Transcript for:
Understanding RPKM, FPKM, and TPM in RNA-seq

StatQuest! StatQuest! StatQuest! StatQuest! Hello, and welcome to StatQuest.

StatQuest is brought to you by the friendly folks in the Genetics Department at the University of North Carolina at Chapel Hill. Today we're going to be talking about RPKM vs. FPKM vs. FPM. In previous StatQuests, we've talked about topics that are broadly applicable to a variety of fields. These subjects, however, really only relate to high-throughput sequencing of RNA.

So if that's what you're interested in, quest on! There's a new RNA-seq metric on the block. We used to report RPKM, or Reads Per Kilobase Million, or FPKM, Fragments Per Kilobase Million.

These normalized read counts for the sequencing depth, that's the million part. It's because sequencing runs with more depth will have more reads mapping to each gene than sequencing runs with less depth, and we don't want that to bias our analysis. The other thing that these metrics normalize for are the lengths of genes.

That's the kilobase part. Longer genes will naturally have more reads mapping to them than shorter reads, and it's important to... remove that bias from the analysis as well.

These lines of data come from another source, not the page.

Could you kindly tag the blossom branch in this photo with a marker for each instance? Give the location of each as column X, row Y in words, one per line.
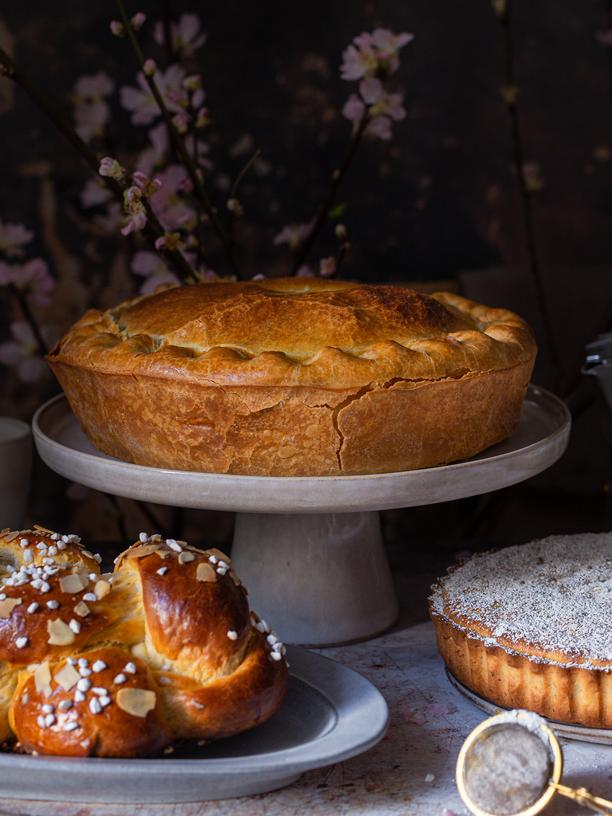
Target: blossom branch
column 178, row 142
column 328, row 202
column 167, row 31
column 510, row 93
column 153, row 229
column 233, row 204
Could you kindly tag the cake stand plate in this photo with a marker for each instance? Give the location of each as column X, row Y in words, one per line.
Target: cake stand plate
column 601, row 736
column 331, row 713
column 309, row 548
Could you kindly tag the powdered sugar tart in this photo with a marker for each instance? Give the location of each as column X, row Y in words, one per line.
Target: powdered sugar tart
column 530, row 627
column 123, row 664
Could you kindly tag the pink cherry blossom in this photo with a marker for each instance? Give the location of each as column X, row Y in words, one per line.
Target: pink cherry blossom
column 379, row 128
column 147, row 186
column 371, row 90
column 293, row 234
column 91, row 111
column 149, row 67
column 140, row 101
column 375, row 54
column 32, row 278
column 150, row 266
column 134, row 209
column 187, row 35
column 22, row 352
column 110, row 168
column 13, row 238
column 353, row 109
column 358, row 62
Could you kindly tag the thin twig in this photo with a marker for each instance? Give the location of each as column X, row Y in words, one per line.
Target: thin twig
column 342, row 253
column 510, row 97
column 22, row 300
column 153, row 229
column 167, row 29
column 151, row 518
column 337, row 177
column 179, row 144
column 233, row 204
column 608, row 21
column 239, row 178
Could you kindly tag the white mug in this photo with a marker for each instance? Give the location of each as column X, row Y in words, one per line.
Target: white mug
column 15, row 469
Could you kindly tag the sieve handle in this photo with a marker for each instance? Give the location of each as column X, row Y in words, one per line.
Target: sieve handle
column 585, row 798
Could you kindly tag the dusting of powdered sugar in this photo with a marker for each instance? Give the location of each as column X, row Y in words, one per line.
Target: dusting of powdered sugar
column 555, row 593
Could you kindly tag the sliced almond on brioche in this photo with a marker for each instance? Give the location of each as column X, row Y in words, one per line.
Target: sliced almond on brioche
column 220, row 555
column 60, row 634
column 67, row 677
column 137, row 702
column 205, row 573
column 42, row 679
column 73, row 583
column 101, row 589
column 82, row 610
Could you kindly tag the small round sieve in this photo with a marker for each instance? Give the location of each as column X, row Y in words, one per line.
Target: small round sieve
column 511, row 765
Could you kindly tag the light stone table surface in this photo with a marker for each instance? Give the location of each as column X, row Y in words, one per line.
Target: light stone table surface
column 410, row 773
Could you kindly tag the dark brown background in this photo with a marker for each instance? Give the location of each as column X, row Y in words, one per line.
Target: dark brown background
column 439, row 202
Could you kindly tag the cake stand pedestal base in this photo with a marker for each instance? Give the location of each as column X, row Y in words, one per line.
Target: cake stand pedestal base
column 309, row 547
column 322, row 579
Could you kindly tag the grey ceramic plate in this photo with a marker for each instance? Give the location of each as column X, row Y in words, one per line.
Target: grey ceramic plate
column 331, row 713
column 602, row 736
column 539, row 440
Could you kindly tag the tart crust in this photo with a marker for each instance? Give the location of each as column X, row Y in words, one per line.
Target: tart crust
column 565, row 684
column 295, row 377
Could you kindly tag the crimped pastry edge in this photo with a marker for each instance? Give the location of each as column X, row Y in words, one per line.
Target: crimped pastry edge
column 497, row 339
column 566, row 692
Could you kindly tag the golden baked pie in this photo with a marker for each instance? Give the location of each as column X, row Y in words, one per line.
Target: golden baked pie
column 531, row 627
column 165, row 648
column 295, row 377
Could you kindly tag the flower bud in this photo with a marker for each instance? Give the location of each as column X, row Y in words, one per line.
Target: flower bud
column 149, row 67
column 193, row 82
column 110, row 168
column 180, row 122
column 117, row 28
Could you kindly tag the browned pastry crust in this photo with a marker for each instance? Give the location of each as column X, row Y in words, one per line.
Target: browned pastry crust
column 511, row 678
column 295, row 377
column 536, row 638
column 165, row 648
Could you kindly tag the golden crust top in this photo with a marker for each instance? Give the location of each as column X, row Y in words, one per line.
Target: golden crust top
column 296, row 332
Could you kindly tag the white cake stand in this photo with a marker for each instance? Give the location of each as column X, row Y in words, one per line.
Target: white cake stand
column 309, row 548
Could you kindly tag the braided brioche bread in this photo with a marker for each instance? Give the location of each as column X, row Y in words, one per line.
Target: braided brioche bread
column 295, row 377
column 123, row 664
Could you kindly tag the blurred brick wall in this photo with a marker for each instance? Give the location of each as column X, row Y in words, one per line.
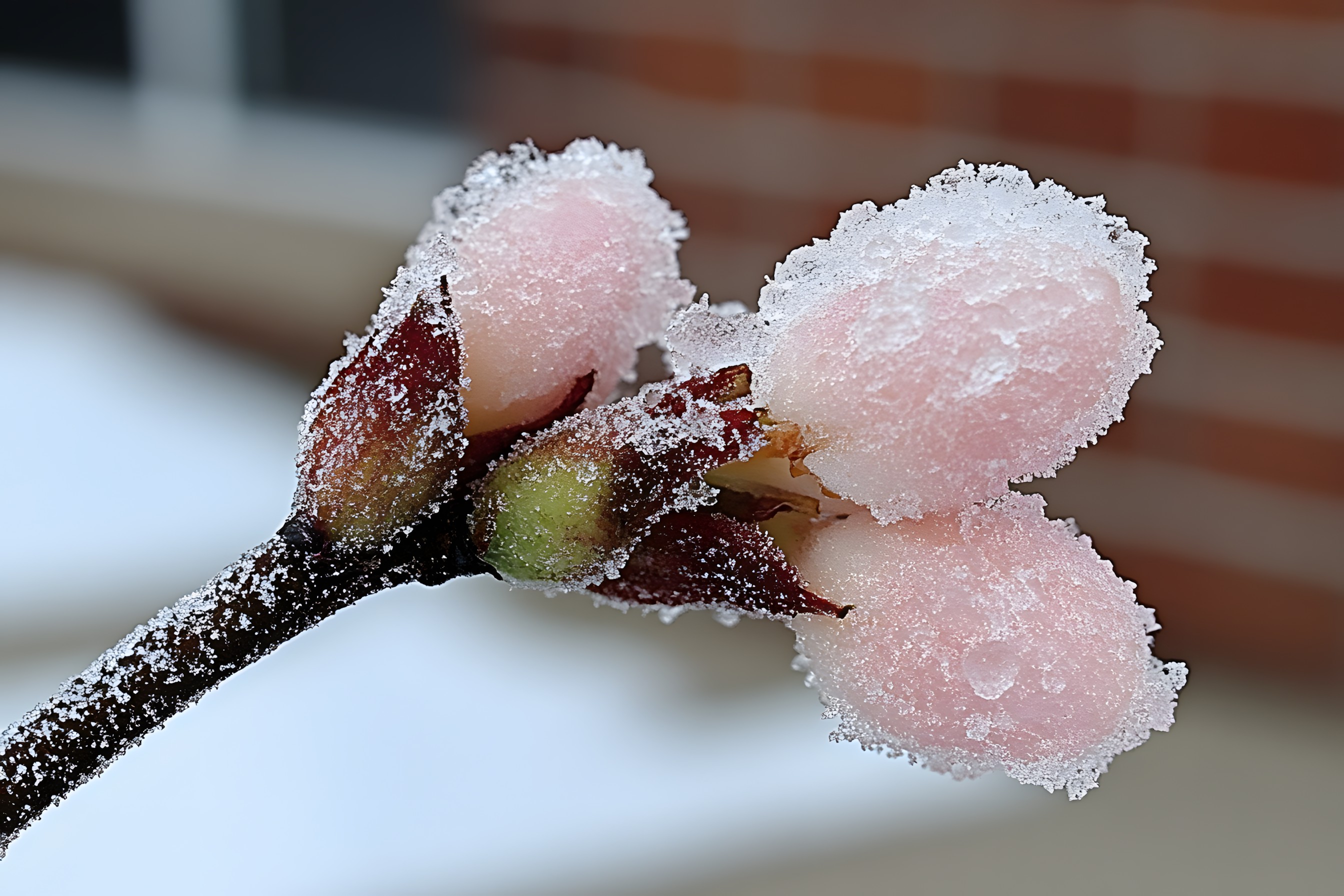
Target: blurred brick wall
column 1216, row 126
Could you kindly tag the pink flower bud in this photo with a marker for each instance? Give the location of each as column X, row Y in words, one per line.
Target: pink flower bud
column 975, row 334
column 565, row 264
column 988, row 638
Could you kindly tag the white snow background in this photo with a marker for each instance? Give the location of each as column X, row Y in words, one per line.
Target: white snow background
column 444, row 738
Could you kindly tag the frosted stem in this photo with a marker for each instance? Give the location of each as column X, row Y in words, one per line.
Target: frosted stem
column 274, row 593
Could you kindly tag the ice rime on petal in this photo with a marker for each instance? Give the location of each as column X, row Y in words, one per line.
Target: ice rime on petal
column 568, row 265
column 983, row 640
column 975, row 334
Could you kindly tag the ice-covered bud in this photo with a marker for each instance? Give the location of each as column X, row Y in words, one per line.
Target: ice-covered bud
column 568, row 506
column 382, row 437
column 975, row 334
column 566, row 265
column 988, row 638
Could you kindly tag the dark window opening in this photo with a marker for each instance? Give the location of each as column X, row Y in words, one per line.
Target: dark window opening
column 78, row 36
column 389, row 57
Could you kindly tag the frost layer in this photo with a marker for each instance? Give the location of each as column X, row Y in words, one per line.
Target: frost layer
column 976, row 334
column 566, row 265
column 990, row 638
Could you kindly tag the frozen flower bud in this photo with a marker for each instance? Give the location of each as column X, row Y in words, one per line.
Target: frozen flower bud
column 975, row 334
column 382, row 436
column 988, row 638
column 566, row 265
column 568, row 507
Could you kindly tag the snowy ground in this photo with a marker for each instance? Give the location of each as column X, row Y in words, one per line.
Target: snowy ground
column 462, row 735
column 468, row 740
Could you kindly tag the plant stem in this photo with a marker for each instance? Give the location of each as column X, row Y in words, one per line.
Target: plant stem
column 274, row 593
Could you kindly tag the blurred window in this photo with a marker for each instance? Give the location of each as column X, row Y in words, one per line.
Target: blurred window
column 398, row 57
column 82, row 36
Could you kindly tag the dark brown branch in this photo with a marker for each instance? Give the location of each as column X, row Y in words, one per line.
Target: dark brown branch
column 269, row 596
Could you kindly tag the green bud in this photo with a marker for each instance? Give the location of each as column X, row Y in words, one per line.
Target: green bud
column 552, row 516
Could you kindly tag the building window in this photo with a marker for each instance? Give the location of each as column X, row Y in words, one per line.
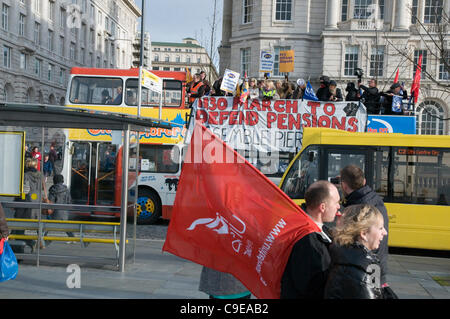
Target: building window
column 377, row 61
column 50, row 72
column 23, row 61
column 430, row 118
column 351, row 60
column 433, row 11
column 37, row 33
column 247, row 11
column 444, row 66
column 245, row 60
column 6, row 57
column 62, row 17
column 5, row 17
column 363, row 9
column 50, row 40
column 417, row 54
column 414, row 11
column 22, row 24
column 37, row 6
column 72, row 51
column 37, row 67
column 62, row 76
column 276, row 61
column 283, row 10
column 381, row 8
column 61, row 45
column 51, row 10
column 344, row 10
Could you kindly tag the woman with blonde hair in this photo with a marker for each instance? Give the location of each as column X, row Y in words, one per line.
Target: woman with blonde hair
column 355, row 270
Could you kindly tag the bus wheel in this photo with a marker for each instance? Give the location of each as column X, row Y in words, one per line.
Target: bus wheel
column 148, row 208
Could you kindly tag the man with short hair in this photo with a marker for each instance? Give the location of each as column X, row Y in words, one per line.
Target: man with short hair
column 306, row 271
column 371, row 97
column 355, row 190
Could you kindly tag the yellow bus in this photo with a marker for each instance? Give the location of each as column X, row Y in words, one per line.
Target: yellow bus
column 410, row 172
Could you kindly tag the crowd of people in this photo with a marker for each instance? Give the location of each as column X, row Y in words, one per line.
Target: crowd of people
column 376, row 101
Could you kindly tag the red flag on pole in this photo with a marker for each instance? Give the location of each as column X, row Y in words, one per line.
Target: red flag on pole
column 416, row 82
column 396, row 76
column 229, row 217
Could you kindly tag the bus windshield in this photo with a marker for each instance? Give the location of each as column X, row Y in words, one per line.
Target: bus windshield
column 96, row 90
column 171, row 97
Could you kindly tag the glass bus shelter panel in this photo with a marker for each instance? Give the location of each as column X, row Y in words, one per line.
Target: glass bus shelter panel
column 96, row 90
column 81, row 153
column 303, row 173
column 422, row 176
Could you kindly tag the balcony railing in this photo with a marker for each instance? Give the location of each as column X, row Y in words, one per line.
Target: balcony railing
column 362, row 25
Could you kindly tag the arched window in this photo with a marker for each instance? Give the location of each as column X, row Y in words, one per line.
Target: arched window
column 429, row 115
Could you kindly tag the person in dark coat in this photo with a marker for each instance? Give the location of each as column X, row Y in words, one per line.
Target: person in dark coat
column 355, row 190
column 355, row 270
column 352, row 92
column 323, row 93
column 4, row 231
column 306, row 271
column 371, row 97
column 395, row 90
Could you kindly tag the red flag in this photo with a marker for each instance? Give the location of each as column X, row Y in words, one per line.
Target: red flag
column 396, row 76
column 416, row 83
column 228, row 216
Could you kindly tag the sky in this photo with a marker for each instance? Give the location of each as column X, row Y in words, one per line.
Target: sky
column 173, row 20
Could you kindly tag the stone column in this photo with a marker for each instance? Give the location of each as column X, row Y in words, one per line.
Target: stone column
column 402, row 14
column 332, row 14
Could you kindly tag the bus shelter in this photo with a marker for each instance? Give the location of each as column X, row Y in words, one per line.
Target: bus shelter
column 90, row 146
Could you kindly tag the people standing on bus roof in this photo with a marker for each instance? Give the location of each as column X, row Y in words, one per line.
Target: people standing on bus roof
column 335, row 92
column 106, row 98
column 355, row 269
column 118, row 98
column 323, row 93
column 37, row 155
column 205, row 82
column 396, row 91
column 197, row 89
column 371, row 97
column 356, row 191
column 305, row 278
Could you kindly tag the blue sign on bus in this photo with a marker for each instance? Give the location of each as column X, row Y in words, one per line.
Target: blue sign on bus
column 391, row 124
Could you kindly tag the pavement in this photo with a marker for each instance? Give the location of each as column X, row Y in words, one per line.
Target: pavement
column 158, row 275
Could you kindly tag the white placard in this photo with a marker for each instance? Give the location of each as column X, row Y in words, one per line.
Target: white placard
column 230, row 81
column 11, row 163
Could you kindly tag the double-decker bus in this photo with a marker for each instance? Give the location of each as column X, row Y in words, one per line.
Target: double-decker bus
column 92, row 161
column 410, row 172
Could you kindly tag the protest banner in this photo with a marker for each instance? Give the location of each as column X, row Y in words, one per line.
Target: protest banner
column 274, row 125
column 287, row 61
column 229, row 217
column 230, row 81
column 266, row 61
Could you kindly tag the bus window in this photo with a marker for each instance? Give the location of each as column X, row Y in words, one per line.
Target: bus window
column 337, row 160
column 420, row 176
column 380, row 171
column 96, row 90
column 171, row 98
column 303, row 173
column 159, row 158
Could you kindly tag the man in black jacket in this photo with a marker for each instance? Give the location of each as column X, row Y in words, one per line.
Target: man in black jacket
column 306, row 271
column 371, row 97
column 355, row 190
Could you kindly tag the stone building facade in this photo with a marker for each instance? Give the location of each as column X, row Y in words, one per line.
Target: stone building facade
column 41, row 40
column 170, row 56
column 333, row 37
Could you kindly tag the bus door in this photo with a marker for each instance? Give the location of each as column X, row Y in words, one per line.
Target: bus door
column 93, row 173
column 336, row 158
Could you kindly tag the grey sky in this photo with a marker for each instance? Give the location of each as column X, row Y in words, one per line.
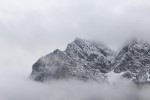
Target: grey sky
column 32, row 28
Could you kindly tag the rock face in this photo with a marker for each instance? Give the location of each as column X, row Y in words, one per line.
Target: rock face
column 134, row 61
column 81, row 60
column 86, row 60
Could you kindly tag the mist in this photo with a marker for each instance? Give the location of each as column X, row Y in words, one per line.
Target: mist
column 30, row 29
column 25, row 89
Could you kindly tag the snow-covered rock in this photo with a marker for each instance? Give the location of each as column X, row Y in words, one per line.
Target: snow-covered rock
column 134, row 61
column 81, row 60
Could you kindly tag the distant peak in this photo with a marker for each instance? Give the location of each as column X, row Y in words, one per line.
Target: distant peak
column 79, row 39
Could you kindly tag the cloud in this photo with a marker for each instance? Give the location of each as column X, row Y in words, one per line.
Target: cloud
column 23, row 89
column 32, row 28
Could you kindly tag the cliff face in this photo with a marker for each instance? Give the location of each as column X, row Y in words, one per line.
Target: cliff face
column 86, row 60
column 134, row 61
column 82, row 60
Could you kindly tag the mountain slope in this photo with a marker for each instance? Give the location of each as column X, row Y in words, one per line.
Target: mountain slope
column 134, row 61
column 82, row 60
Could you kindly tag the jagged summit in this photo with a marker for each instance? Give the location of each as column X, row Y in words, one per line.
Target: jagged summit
column 82, row 60
column 134, row 60
column 87, row 60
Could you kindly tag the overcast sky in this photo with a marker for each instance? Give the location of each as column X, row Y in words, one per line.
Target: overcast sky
column 30, row 29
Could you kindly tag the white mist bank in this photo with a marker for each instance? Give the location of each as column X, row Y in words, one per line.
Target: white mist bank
column 24, row 89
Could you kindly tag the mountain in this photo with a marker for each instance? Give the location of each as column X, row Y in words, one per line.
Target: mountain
column 81, row 60
column 88, row 60
column 134, row 61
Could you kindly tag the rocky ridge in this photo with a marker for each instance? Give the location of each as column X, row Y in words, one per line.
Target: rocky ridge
column 87, row 60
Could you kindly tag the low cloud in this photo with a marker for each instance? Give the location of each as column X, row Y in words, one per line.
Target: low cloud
column 24, row 89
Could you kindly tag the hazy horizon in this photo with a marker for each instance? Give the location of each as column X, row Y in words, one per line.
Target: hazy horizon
column 30, row 29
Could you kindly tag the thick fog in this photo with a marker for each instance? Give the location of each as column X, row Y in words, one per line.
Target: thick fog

However, nowadays they want us to use TPM, which stands for transcripts per million. So today we're going to talk about these three things and how they're related and how they're different and how I think that using TPM is actually a really good idea. Let's start with an example. To understand the differences between TPM and RPKM and FPKM, we'll work through the math Using an imaginary RNA-seq dataset with three replicates, REP1, 2, and 3, for a genome with only four genes, A, B, C, and D. On the left, we see the names of our genes and the lengths of each gene.

To the right, we see the read counts for each replicate. We see that replicate 3 has way more reads than the other replicates, regardless of the gene. This means it had higher sequencing depth than the other replicates. We're going to normalize for that. We also see that gene B is twice as long as gene A, and that might explain why it always gets twice as many reads, regardless of the replicate.

We're going to normalize for this, too. First, we're going to normalize the data using the familiar RPKM metric. With RPKM, the first step is to normalize for read depth. Here we've calculated the total number of reads in each replicate. For the purpose of this four gene example, we're going to scale the total read counts by 10 instead of 1 million.

This will make the numbers easier to read, but in future slides consider tens of reads or millions of reads to be interchangeable just for this example. Originally, 1 million was picked just to make the numbers look nice so they wouldn't require too many decimal places. Thus, these are our per million scaling factors for each replicate. And by scaling, I mean we're just going to divide the read counts for each gene by the appropriate scaling factor for that replicate.

And using those per million scaling factors, we can calculate the reads per million for each replicate. The second step for normalizing by RPKM is to normalize for gene length. Here we've got the gene lengths on the left side.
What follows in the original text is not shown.